Sunday, January 6, 2019

Getting Started

It's been a slow start to the new year, mostly organizing and thinking. I bought a large toolbox, which works nicely as a case to carry miniatures. I've taken several of the smaller craft/tackle boxes I had and used them to separate and organize my minis. I've been able to fit all my minis (at least the small and medium sized ones) and dice inside the toolbox.

I took them all out and separated them first by monsters and characters. These I split up by race - elves, human, halflings, dwarves, etc. The monsters I separated by type along the same lines. Some of these were obvious, like lycanthropes and demons, but others are more general, like aberrations. Most of these are shapeless blobs that I've yet to use in combat ever, so they all feel like the same thing anyway. I did make an effort to keep all of the pieces I use regularly as PCs in the same box, so in a pinch I can just grab that one box and have what I need to play.
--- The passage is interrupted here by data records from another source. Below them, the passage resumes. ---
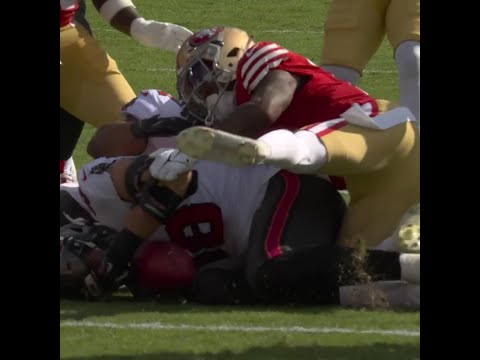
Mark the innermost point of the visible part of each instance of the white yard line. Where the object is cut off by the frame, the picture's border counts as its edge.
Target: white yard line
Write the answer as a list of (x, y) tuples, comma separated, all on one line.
[(240, 328)]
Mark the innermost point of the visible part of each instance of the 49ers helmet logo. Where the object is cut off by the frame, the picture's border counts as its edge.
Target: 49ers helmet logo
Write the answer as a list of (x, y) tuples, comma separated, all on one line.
[(204, 35)]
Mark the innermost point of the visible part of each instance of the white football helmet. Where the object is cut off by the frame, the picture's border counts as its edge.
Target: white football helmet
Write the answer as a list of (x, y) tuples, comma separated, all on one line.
[(206, 71)]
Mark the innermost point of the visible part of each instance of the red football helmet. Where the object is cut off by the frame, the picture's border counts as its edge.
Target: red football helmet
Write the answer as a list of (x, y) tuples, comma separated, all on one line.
[(162, 267)]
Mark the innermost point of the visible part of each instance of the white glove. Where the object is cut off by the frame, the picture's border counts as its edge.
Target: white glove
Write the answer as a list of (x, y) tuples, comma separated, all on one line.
[(169, 163), (161, 35)]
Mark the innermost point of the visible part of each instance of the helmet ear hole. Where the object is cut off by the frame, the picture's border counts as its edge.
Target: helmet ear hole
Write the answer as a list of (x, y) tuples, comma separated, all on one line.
[(233, 53)]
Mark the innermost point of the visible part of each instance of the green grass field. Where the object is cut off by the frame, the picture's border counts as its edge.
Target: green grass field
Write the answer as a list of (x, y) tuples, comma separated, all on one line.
[(123, 329)]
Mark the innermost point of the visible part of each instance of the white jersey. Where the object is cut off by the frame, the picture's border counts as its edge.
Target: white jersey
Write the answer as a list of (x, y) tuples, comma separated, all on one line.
[(217, 215), (152, 102)]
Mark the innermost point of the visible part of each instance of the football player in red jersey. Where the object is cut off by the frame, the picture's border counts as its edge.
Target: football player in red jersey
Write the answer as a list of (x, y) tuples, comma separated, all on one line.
[(316, 124), (354, 30)]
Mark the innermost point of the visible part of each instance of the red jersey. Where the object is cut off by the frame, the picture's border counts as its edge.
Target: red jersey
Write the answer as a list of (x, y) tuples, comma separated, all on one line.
[(67, 11), (322, 97)]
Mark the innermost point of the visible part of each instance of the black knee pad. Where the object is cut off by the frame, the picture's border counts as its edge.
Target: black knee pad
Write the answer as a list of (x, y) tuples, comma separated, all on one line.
[(221, 287), (71, 209)]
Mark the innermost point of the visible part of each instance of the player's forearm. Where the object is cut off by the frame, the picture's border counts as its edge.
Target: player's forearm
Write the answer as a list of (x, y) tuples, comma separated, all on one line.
[(120, 14), (115, 139)]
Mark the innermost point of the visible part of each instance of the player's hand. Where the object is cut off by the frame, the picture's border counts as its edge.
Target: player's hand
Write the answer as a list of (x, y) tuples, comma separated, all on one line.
[(161, 35), (170, 163)]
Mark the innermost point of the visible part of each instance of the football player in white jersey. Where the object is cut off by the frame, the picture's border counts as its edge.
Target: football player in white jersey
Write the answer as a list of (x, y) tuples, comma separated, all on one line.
[(152, 120), (278, 229)]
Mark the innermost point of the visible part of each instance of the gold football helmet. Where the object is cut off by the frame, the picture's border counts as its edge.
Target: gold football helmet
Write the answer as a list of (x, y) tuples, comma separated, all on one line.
[(206, 68)]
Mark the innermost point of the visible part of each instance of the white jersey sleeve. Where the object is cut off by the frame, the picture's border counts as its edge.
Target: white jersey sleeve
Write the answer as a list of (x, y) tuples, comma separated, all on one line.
[(96, 194), (220, 212)]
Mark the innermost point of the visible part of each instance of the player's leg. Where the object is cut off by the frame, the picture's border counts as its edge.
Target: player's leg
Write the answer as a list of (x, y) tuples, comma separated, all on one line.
[(403, 32), (354, 30), (298, 219), (292, 254), (80, 16), (70, 131), (374, 162), (91, 85)]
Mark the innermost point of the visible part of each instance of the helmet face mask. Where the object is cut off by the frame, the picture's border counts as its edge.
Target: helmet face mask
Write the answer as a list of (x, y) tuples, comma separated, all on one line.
[(76, 241), (206, 69)]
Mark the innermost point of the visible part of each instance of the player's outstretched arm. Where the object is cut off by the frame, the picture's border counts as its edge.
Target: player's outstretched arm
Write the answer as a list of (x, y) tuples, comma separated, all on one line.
[(123, 16)]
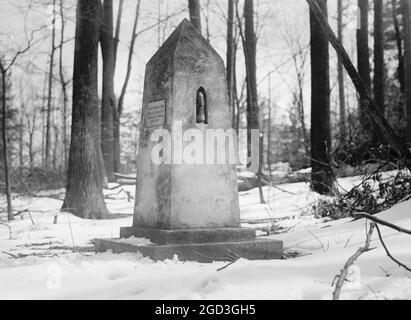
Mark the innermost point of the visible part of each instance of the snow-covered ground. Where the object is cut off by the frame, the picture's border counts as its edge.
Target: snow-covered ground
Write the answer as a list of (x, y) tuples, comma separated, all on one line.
[(43, 260)]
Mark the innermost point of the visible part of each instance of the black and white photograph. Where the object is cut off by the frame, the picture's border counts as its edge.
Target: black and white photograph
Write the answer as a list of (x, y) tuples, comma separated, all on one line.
[(229, 151)]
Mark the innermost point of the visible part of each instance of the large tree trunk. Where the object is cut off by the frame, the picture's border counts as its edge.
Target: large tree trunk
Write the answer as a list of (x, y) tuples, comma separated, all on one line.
[(253, 110), (195, 15), (5, 144), (322, 174), (363, 60), (340, 70), (107, 50), (50, 88), (378, 61), (84, 195), (406, 7), (371, 108)]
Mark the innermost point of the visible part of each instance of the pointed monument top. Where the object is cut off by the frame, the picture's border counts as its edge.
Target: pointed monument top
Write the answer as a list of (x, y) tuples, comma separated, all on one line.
[(187, 41)]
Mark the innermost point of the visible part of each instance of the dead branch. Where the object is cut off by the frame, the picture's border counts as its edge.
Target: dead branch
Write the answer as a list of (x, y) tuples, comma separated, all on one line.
[(343, 274), (382, 222), (6, 225), (388, 252), (371, 108)]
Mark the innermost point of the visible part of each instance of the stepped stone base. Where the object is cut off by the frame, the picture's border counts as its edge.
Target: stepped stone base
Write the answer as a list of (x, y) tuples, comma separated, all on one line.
[(200, 252), (189, 236)]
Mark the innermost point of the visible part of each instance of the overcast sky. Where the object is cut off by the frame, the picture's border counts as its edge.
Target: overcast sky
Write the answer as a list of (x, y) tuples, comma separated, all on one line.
[(276, 19)]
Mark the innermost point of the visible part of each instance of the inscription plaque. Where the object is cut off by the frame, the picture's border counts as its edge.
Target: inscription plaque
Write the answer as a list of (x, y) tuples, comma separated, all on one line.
[(155, 114)]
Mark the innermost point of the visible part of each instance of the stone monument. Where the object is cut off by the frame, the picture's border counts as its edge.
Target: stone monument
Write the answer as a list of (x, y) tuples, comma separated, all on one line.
[(187, 200)]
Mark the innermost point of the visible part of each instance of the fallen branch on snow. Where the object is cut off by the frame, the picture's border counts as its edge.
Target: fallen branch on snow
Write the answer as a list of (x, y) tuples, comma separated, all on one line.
[(343, 274)]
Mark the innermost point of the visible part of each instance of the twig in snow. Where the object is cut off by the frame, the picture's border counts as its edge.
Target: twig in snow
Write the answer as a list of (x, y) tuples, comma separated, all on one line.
[(227, 265), (382, 222), (343, 274), (387, 274), (388, 252), (6, 225), (322, 245)]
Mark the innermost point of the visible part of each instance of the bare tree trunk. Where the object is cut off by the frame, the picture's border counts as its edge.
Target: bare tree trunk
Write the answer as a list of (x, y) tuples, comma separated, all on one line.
[(253, 110), (379, 74), (119, 109), (108, 103), (269, 126), (21, 140), (195, 15), (84, 195), (117, 32), (50, 88), (399, 45), (31, 121), (321, 171), (230, 55), (371, 108), (341, 88), (63, 88), (406, 7), (5, 144), (363, 60)]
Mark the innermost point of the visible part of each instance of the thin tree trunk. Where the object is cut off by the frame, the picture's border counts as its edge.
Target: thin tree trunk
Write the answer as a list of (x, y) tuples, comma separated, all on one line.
[(50, 88), (117, 32), (321, 174), (363, 60), (406, 7), (5, 145), (119, 109), (269, 126), (84, 195), (399, 45), (341, 88), (230, 55), (21, 140), (253, 110), (371, 108), (63, 88), (195, 15), (379, 75), (108, 104)]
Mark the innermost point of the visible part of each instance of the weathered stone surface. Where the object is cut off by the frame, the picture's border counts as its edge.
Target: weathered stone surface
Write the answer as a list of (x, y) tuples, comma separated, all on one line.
[(189, 210), (184, 196), (205, 253), (185, 236)]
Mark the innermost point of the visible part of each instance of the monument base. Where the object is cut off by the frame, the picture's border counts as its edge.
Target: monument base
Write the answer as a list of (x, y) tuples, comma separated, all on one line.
[(187, 236), (201, 252)]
On the thinking side… it seems all of us have been considering the mystery angle with D&D. This is something I've been mulling over for years, and have tried to work out on several different occasions. I even tried making it the focus of a NaNoWriMo effort a few years ago, the idea of combining my love of D&D with mystery - Columbo or Sherlock Holmes in a fantasy setting. Oddly, it is a surprisingly difficult thing to manage.

"The jeweled necklace has been stolen, what do we do?" the victim asks. "Get a spell caster and cast locate object." Oh, ok… "Someone's killed Nigel! We need to find the killer." "I'll cast speak with dead and ask him."
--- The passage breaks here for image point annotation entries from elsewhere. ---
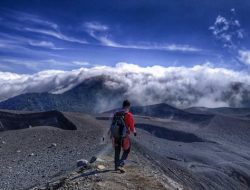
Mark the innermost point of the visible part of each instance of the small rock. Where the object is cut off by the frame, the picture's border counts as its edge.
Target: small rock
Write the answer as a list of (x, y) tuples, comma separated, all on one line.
[(53, 145), (101, 167), (93, 159), (32, 154), (82, 162)]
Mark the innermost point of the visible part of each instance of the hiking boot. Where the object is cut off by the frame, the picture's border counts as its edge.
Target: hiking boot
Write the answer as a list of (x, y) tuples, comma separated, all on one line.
[(121, 169), (122, 163)]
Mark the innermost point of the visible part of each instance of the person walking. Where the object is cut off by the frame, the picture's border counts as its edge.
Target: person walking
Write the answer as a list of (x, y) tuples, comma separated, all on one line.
[(121, 127)]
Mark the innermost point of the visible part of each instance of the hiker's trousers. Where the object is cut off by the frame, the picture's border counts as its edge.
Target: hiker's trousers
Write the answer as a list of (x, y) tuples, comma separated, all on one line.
[(120, 143)]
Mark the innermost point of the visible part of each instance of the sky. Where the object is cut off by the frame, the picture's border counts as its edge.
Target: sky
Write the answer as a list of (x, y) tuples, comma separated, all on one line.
[(39, 35), (46, 44)]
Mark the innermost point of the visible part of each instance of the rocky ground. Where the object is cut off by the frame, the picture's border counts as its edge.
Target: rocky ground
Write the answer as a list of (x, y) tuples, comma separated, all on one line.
[(140, 174)]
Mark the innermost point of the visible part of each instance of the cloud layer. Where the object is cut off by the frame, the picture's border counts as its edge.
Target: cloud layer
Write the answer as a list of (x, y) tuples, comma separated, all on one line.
[(201, 85)]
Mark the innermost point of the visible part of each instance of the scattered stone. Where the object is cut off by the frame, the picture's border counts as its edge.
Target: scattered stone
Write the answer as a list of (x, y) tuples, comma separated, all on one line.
[(99, 160), (82, 163), (93, 159), (101, 167), (53, 145), (32, 154)]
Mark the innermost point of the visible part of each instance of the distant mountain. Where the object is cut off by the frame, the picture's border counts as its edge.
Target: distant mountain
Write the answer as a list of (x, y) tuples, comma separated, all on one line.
[(91, 96), (169, 112), (222, 110)]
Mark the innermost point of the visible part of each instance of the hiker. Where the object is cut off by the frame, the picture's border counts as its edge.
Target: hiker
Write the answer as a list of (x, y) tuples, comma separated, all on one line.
[(122, 125)]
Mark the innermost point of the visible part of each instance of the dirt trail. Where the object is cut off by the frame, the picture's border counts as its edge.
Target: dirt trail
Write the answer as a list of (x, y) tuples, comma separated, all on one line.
[(140, 174)]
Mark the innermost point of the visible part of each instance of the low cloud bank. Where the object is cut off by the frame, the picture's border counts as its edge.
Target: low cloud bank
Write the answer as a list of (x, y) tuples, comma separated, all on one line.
[(201, 85)]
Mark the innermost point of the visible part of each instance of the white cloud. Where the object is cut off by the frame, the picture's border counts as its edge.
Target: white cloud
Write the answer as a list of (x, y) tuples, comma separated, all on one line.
[(244, 56), (56, 34), (227, 30), (44, 44), (201, 85), (95, 26), (100, 33)]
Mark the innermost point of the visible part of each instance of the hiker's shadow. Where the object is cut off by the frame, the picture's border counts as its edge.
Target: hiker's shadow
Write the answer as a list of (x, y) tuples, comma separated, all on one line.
[(91, 173)]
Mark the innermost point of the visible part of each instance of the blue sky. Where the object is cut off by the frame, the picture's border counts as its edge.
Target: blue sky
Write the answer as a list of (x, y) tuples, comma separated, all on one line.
[(38, 35)]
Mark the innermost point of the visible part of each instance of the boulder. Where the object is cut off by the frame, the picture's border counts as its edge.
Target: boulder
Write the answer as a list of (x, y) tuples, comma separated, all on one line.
[(82, 163)]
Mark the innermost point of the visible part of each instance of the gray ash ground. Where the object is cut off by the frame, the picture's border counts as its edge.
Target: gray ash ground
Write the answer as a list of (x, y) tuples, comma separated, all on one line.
[(181, 152), (34, 155)]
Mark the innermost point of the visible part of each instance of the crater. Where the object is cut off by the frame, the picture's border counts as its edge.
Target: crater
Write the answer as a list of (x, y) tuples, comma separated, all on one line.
[(14, 121), (170, 134)]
Obviously, even in these examples, there are limitations on the spells and so on, but it does demonstrate how easily a lot of modern detecting can be negated with the use of spells. What we're working on now is a little different. With the focus on urban adventures surrounding the fall release of books set in Waterdeep, the interest has shifted to more of a heist adventure, something like Ocean's Eleven. It has the advantage of being a scenario that can work in D&D, and the disadvantage of being complicated enough to require some careful thought.

I think we have a consensus about wanting to play a higher level heist. My example is a formal reception/dinner party with a regional ambassador in town to display a treasured item or donate it to the town. There are invited guests, security, extra help, etc., as well as multiple interests looking to acquire the object. This offers multiple ways of infiltrating the setting, multiple allies and adversaries, but more than anything makes for a complicated environment to manage and resolve as DM.

We recognize the complications, and have turned to simpler versions in order to test some of the possibilities. Even these are proving to be complicated. I've been working on a bandit outpost with a rescue mission. I see three elements - observation, infiltration, and escape. The players need to study their adversary, get inside, and get away with the object of the rescue. What makes it difficult is that you find yourself playing all the roles, bouncing between them at every turn.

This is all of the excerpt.